Microsoft 365 suite – Microsoft has announced that its 365 productivity suite will be getting a boost from AI. During a recent webcast, the company revealed that Copilot AI, previously introduced to Dynamics 365 CRM and ERP software, will now be available throughout the entire 365 suite. Copilot is a natural-language-based user interface that can use your documents to respond to a user’s queries or requests. Copilot was designed to make workflows in Word, PowerPoint, Excel, Outlook, Teams, and Power Platform smoother. The technology is powered by OpenAI’s experimental text-generating GPT-4 family, the same line of tech that caused a stir when it mistakenly declared one of its contributors dead.

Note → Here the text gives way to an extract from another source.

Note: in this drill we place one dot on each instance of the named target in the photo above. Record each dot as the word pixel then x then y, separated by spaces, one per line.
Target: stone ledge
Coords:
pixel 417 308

Microsoft also unveiled Business Chat, a new tool in its 365 suite that allows users to search indexed files for inclusion in Copilot-generated responses. According to Microsoft, Business Chat will be able to pull information from documents, presentations, emails, calendars, notes, and contacts to help summarise chats, write emails, find key dates, or even write a plan based on other project files. Jared Spataro, Microsoft’s VP of modern work and business applications, said the new features will help people to reconnect with “the soul of our work” by getting rid of drudgery. The new Copilot features are expected to roll out over the coming months.
During the demo, Microsoft showcased the capabilities of Copilot, which is able to generate a PowerPoint presentation from a press release, sort and analyse data in Excel, and even offer a summary of what happened at a meeting that an attendee was late too. The tool is also able to update CRM records in relation to work done in Microsoft 365 apps.
In an effort to pre-empt any questions about licensing issues, Microsoft was keen to stress that Copilot was built “with [Microsoft’s] existing commitments to data security and privacy in the enterprise, grounded in AI principles and Responsible AI Standard and decades of research.” The company also took care to point out that “Copilot’s large language models are not trained on customer content or on individual prompts.” This was a reference to a copyright lawsuit that Microsoft is facing over the original incarnation of Copilot, which was developed to assist programmers on GitHub. The lawsuit alleges that Microsoft trained Copilot on public GitHub repositories, without paying attention to the open-source licenses associated with such data collections.
Meanwhile, Google has announced that it is bringing similar language-driven AI to its suite of office applications, providing competition for Microsoft in this space.